The other day I read something quite funny on a webpage: “capitalism creates selfishness.” For this type of Sunday thinker (almost a dangerous as his driving counterpart), selfishness is a relatively new phenomenon –to be precise, little more than 200 years old. In other words, in the 15th century selfishness did not exist, the world lived in a kind of Garden of Eden!
It must also make us question the profession of some pre-Capitalist authors. According to this version of left-wing groupthink, Saint Thomas Aquinas would not be considered a philosopher or theologist, but a writer of science fiction able to jump 500 years into the future to the birth of the feeling or attitude called selfishness. But Aristotle’s work has even more merit, another science fiction writer whose imagination propelled him 2000 years into the future.
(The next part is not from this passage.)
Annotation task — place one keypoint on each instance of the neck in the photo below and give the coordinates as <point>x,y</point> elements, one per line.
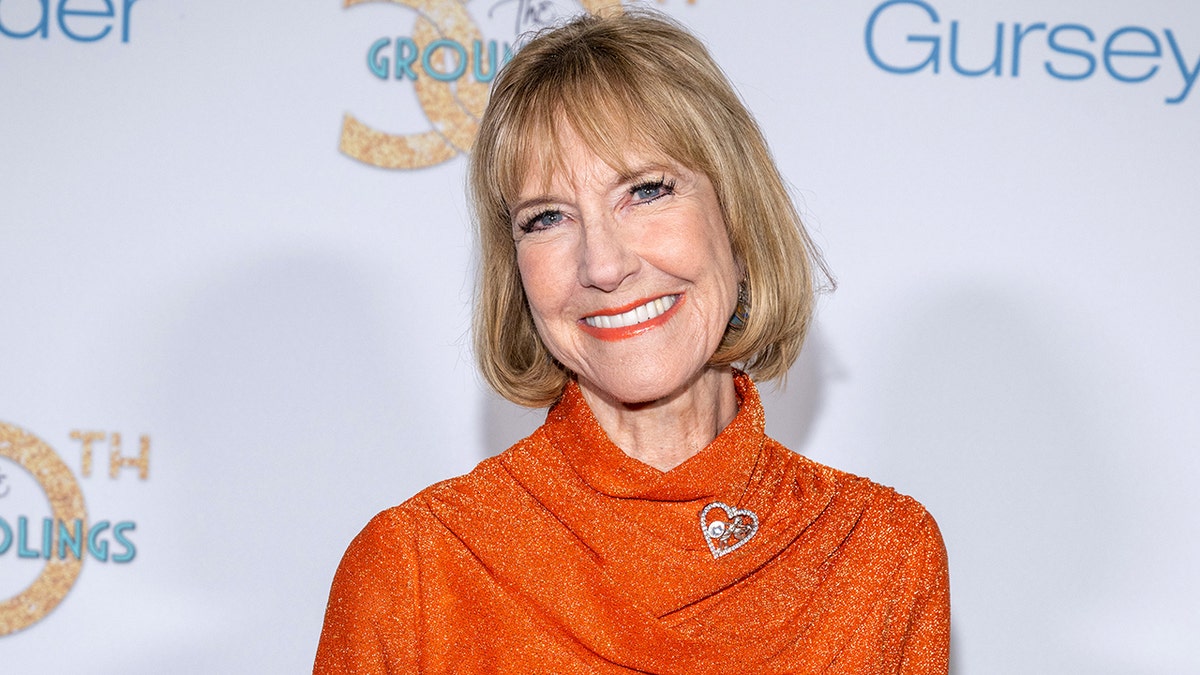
<point>667,431</point>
It is common for people to confuse concepts. One example is selfishness and utility. Even the Royal Academy of Language defines selfishness as an “immoderate and excessive love of oneself, leading a person to attend disproportionately to self-interest, without caring for others.” The definition is careless as it leaves open to question what it means by “immoderate” and “excessive.” How can we measure that? What does “attend disproportionately to self-interest” mean? Am I acting selfishly when I put a coat on because I’m cold? Am I attending disproportionately to my self-interest?
Economic action is born of each person’s marginal utility, and this is subjective. You acquire something because you like it, and the seller sells it to you because he prefers your money, which he later spends on something else he values more. This is not selfishness, but the satisfaction our needs. It doesn’t matter what those needs are because we are working peacefully and voluntarily with others. Voluntary commercial transactions are always legitimate, regardless whether we buy water, bread, tobacco, alcohol or substances the State unilaterally prohibits. We are not hurting anyone. Whoever tries to stop us using force is killing our freedom and, de facto, is a tyrant.
What is truly twisted and perverse is to try to eliminate freedom with absurd moral slogans whose only agenda is to impose someone else’s morality through coercion and force (laws, taxes, healthy mottos…) on people who are not committing any criminal act.
Unfortunately, all goods are scarce, and we must find some way to obtain them, process them and reach a certain standard of living. If all goods were in unlimited supply we would be living in Wonder Land and economists, businessmen, states… would be superfluous (although, if you analyze it closely, the state is never necessary). We would all have whatever we wished just by thinking it. But this moment has yet to arrive and, therefore, we have to work and exert ourselves to get what we want because no one is going to give it to us. And if there is really someone who systematically offers us what we want for free, as some might think the state does, this means there is another group of people who are slaves and we are living off their production. Such a system denies freedom and openly proclaims slavery.
This is what the former Communist countries intended, and this is what the current welfare state is doing. It enslaves a majority to arbitrarily distribute their production among a minority. This system not only breaches good ethics (and this, contrary to morality, is objective) but it is a system that tends to spread poverty; it creates economic cycles, inflation and dependency on the tyrant through subsidies and forced rights.
Selfishness and capitalism are two concepts with nothing in common. Capitalism is the system for prolonging our lives, assuring we receive an education (a bad education if the state manages it), making it possible for us to get dressed each day and even afford luxuries like televisions, tourism, cars…
When some say capitalism creates selfishness, we should ask, who is the truly selfish person: one who defends a system in which society voluntarily and peacefully enriches itself (Capitalism), or one who defends an inefficient, obsolete and ruinous system that imposes its own arbitrary morality at the point of a gun (the welfare state and Socialism).